The Coen brothers' movies are usually more in the vein of Billy Wilder's acerbic satire than the affectionately loopy take on the varieties of human eccentricity you find in Preston Sturges's films. But The Big Lebowski somehow manages to have touches of both Wilder and Sturges, with the latter, I think, finally predominating. Or maybe it's just that I find that Sam Elliott's appearance, mustache in full bloom, at the end of the film casts the entire movie in a benign light. (Elliott is one of those actors who can make almost any movie better just by showing up in it.) But what also brings Sturges to mind is the special texture he gave to his films with the use of his stock company of character actors like William Demarest, Franklin Pangborn, Jimmy Conlin, and the rest. And the Coens have done something similar by bringing in their usual gang: John Goodman, Steve Buscemi, John Turturro, among others. They also make use of such great actors as Philip Seymour Hoffman and Julianne Moore in supporting roles, and how can you not love a film that gives David Thewlis a bit part in which he does almost nothing but giggle? Still, The Big Lebowski would be nothing without Jeff Bridges, our least appreciated great actor, finding the right note for the stoned and indomitable Dude. He takes a licking -- gets beat up, has his rug pissed on, gets beat up again and has his replacement rug snatched from him, has his car stolen, is threatened by German nihilists, finds his car but its windows get smashed, has a mickey slipped into his White Russian, gets arrested and beaten by the Malibu police, gets thrown out of a cab because he objects to the driver's playing the Eagles, goes home to find his apartment trashed, and finally sees what's left of his car set fire to -- but the Dude abides. And somehow in the middle of all this he finds time to go bowling with Walter and Donny and perform something like Three Stooges routines (only funny) with them.

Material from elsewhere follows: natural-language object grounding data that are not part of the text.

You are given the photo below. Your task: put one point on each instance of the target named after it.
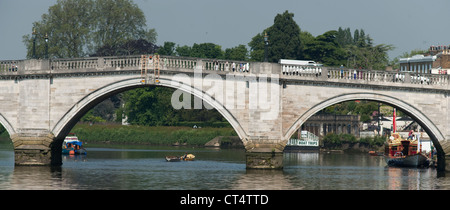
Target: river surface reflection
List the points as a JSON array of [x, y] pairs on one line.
[[144, 167]]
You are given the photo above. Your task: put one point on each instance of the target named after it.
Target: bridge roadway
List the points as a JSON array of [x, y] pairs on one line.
[[266, 103]]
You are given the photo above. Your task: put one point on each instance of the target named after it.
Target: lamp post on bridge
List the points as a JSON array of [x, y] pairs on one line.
[[35, 35], [266, 44]]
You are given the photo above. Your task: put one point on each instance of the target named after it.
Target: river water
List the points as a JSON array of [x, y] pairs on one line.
[[144, 168]]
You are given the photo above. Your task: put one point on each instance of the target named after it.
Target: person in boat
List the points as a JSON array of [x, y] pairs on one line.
[[410, 135]]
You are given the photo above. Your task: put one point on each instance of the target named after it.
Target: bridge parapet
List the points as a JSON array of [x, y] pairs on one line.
[[173, 63]]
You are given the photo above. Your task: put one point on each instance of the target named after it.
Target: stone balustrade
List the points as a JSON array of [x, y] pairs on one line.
[[185, 63]]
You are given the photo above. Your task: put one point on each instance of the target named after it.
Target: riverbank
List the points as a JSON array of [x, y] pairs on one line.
[[161, 135]]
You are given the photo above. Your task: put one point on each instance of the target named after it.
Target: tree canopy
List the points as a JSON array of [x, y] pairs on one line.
[[77, 28]]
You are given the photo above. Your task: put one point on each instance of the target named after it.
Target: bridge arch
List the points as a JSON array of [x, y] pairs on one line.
[[11, 131], [432, 130], [72, 116]]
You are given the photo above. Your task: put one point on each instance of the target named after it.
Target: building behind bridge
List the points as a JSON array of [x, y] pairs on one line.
[[436, 61]]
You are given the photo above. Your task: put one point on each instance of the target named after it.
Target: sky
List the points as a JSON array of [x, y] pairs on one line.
[[405, 24]]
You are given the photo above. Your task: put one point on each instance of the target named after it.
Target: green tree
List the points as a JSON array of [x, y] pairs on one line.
[[237, 53], [118, 21], [206, 50], [284, 40], [325, 49], [76, 28]]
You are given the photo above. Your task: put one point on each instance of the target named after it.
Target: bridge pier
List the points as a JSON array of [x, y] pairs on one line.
[[36, 150]]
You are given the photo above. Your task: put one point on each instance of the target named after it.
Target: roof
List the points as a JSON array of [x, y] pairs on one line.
[[418, 58]]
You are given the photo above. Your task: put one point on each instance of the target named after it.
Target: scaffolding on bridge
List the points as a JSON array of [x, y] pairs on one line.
[[146, 63]]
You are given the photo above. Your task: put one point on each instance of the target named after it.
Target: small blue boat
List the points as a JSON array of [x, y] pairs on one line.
[[73, 146]]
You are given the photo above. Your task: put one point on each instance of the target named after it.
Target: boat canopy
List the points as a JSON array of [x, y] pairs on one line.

It has been labeled a "cult film," but it transcends that label. Everyone who loves it has their own favorite lines: Mine happen to be "That's the stress talking" and "Hey, careful, man, there's a beverage here!" I suppose I also have to mention the contributions of Roger Deakins's cinematography and Carter Burwell's score augmented by T Bone Burnett's invaluable work as "musical archivist," but then everyone covered themselves with glory by working on The Big Lebowski.